In an interview with daily Süddeutsche Zeitung, Kahn said he would not even chase a position in the management of Germany’s national team for the time being.
Kahn, one of the most successful players of the modern era in Germany, said he was in a “development phase” at the moment which he expected to continue until 2012.
“I can’t at the moment imagine a future for myself as trainer or sports director,” he said. “For a start I have enough to do with business. Secondly I find it’s better to approach things slowly.
“I find myself at the moment in a development phase, as it were, to prepare myself for the future. You see it with (sacked Stuttgart coach) Markus Babbel, that in this business you get a new job quickly – but in the event you lose the new job even faster.”
Kahn has recently completed a management course at a private Austrian university.
He stressed that complete readiness was needed for the top jobs in professional football.
“Education is the foundation.

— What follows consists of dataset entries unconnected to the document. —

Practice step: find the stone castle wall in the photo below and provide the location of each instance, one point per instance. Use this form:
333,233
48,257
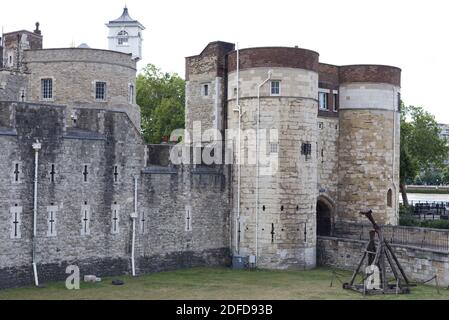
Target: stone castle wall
327,155
369,150
74,72
107,143
13,85
286,226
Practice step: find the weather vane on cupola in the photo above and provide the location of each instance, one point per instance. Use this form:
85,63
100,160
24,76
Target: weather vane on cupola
125,35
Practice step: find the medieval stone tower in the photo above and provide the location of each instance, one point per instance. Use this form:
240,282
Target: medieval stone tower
318,143
369,142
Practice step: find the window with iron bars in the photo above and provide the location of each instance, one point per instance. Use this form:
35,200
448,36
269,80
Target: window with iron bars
100,91
306,150
47,89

An ex-sportsman has to understand, that in his career he can’t trade on his old merits.”
There has been talk of Kahn’s succeeding Oliver Bierhoff as the national team mangager – a largely administrative role distinct from the coaching role of coach and trainer Joachim Löw.
During his long career as a player, Kahn helped his teams win eight German championships, six German cups, the UEFA Cup in 1996, the UEFA Champions League and the Intercontinental Cup (both in 2001).
Personally he won four consecutive UEFA Best European Goalkeeper awards, two German Footballer of the Year trophies and the Golden Ball for his performance at the 2002 FIFA World Cup.